Torres, Torres [Review]

Torres

Torres

(Self-released)

Jan. 22, 2013

Recorded in Franklin, Tenn., at Tony Joe White's home studio while The Swamp Fox himself was, for the most part, out of town, Torres is the debut album by the eponymous Torres, aka Mackenzie Scott, a soon-to-be-22-year-old Nashville singer-songwriter freshly graduated from Belmont University's songwriting program. Originally from Macon, Ga., Scott took up the Torres moniker — "a family name," she says — as a way of officially delineating a fresh artistic start after performing and releasing an EP under her own name. (Acquiring an electric guitar had something to do with the decision, as did fear of disappearing in a sea of Nashville first-name-last-names.) While uncertain in places and unrealized in others — side effects, perhaps, of a fast and ad-hoc recording process — Torres marks a promising and occasionally staggering first effort.

If the descriptors "Nashville singer-songwriter" and "Belmont University songwriting program" carry some expectation baggage — Music Row aspirations, soulless professional polish — Torres sheds them easily. Skeletal arrangements gird hauntingly personal songs, and slightly misplayed notes go uncorrected by Pro Tools or other digital wallpapering.

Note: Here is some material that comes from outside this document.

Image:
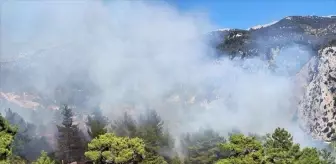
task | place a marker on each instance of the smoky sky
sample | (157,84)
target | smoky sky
(141,55)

The impossibly delicate "November Baby," which features a beautifully sung harmony from fellow Nashvillian Natalie Prass, whom Scott calls a friend and inspiration, shows off Scott's quietly assured songwriting. But more than anything, it is Scott's voice that carries the album — at times haltingly intimate, at times wounded and fierce, at others some combination of the three. There's nothing showy about the way she sings, even if she verges on overt theatricality at times, but not many indie rockers can pull off such an honest, untrained-sounding timbre and still harmonize so ably on tape at little more than a whisper.